104. A method of treating orgasmic dysfunction in women, which consists in using a therapeutically effective amount of a 2m α-adrenergic antagonist, optionally in the form of its pharmaceutically acceptable acid addition salts, in the form of hydrates and / or solvates, and optionally in the form of individual optical isomers, mixtures of individual enantiomers or racemates.

105. A method for the treatment of sexual pain disorders in women, which consists in using a therapeutically effective amount of the active substance, an α-adrenergic receptor antagonist 2m, optionally in the form of its pharmaceutically acceptable acid addition salts, in the form of hydrates and / or solvates, and optionally in the form of individual optical isomers, mixtures of individual enantiomers or racemates.

106. A method of treating disorders and disorders selected from the group comprising hypoactive sex drive, loss of sex drive, lack of sex drive, decreased sex drive, suppression of sex drive, loss of libido, impaired libido and frigidity, which consists in using a therapeutically effective amount of a selective estrogen modulator receptors (SMER) 2n, optionally in the form of its pharmaceutically acceptable acid addition salts, in the form of hydrates and / or solvates, and optionally in the form of individually x optical isomers, mixtures of the individual enantiomers or racemates.

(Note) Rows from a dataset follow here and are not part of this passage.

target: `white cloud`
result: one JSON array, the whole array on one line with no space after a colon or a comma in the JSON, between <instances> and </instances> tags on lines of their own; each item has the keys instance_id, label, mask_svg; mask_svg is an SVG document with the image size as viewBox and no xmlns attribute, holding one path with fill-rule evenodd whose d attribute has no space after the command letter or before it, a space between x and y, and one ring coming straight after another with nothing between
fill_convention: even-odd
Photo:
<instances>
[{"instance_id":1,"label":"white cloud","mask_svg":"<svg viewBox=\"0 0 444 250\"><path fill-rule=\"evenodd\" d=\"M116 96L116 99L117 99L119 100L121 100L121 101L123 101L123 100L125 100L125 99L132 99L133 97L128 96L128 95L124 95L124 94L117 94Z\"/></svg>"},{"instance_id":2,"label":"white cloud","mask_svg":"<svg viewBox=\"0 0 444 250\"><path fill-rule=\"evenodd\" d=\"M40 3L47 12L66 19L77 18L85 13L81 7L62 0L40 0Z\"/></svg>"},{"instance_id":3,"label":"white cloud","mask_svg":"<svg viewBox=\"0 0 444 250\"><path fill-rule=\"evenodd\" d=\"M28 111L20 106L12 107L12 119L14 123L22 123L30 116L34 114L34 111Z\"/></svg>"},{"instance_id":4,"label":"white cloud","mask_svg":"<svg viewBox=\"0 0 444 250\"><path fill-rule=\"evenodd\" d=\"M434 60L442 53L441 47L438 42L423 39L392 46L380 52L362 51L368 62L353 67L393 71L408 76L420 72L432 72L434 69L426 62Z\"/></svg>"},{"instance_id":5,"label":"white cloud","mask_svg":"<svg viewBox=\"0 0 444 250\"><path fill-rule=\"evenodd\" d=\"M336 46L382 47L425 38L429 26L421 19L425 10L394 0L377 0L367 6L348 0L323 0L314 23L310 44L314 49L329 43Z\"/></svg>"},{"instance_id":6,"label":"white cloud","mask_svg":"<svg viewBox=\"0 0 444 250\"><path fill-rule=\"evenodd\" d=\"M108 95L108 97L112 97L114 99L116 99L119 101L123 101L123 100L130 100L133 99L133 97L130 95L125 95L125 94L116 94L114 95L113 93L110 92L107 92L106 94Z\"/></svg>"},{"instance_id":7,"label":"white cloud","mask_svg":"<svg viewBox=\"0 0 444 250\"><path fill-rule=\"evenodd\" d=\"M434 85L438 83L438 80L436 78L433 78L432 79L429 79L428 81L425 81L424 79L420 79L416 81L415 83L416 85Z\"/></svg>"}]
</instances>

107. A method of treating premenstrual disorders, which consists in using a therapeutically effective amount of a selective estrogen receptor modulator (SMER) 2n, optionally in the form of its pharmaceutically acceptable acid addition salts, in the form of hydrates and / or solvates, and optionally in the form of individual optical isomers, mixtures of individual enantiomers or racemates.

108. A method of treating aversion to sexual intercourse in women, which consists in using a therapeutically effective amount of a selective estrogen receptor modulator (SMER) 2n, optionally in the form of its pharmaceutically acceptable acid addition salts, in the form of hydrates and / or solvates, and optionally in the form of individual optical isomers, mixtures of individual enantiomers or racemates.

109. A method of treating a failure of the genital reaction in women, which consists in using a therapeutically effective amount of a selective estrogen receptor modulator (SMER) 2n, optionally in the form of its pharmaceutically acceptable acid addition salts, in the form of hydrates and / or solvates, and optionally in the form of individual optical isomers mixtures of individual enantiomers or racemates.

110. A method of treating orgasmic dysfunction in women, which consists in using a therapeutically effective amount of a selective estrogen receptor modulator (SMER) 2n, optionally in the form of its pharmaceutically acceptable acid addition salts, in the form of hydrates and / or solvates, and optionally in the form of individual optical isomers, mixtures of individual enantiomers or racemates.

111. A method for the treatment of sexual pain disorders in women, which consists in using a therapeutically effective amount of a selective estrogen receptor modulator (SMER) 2n, optionally in the form of its pharmaceutically acceptable acid addition salts, in the form of hydrates and / or solvates, and optionally in the form of individual optical isomers mixtures of individual enantiomers or racemates.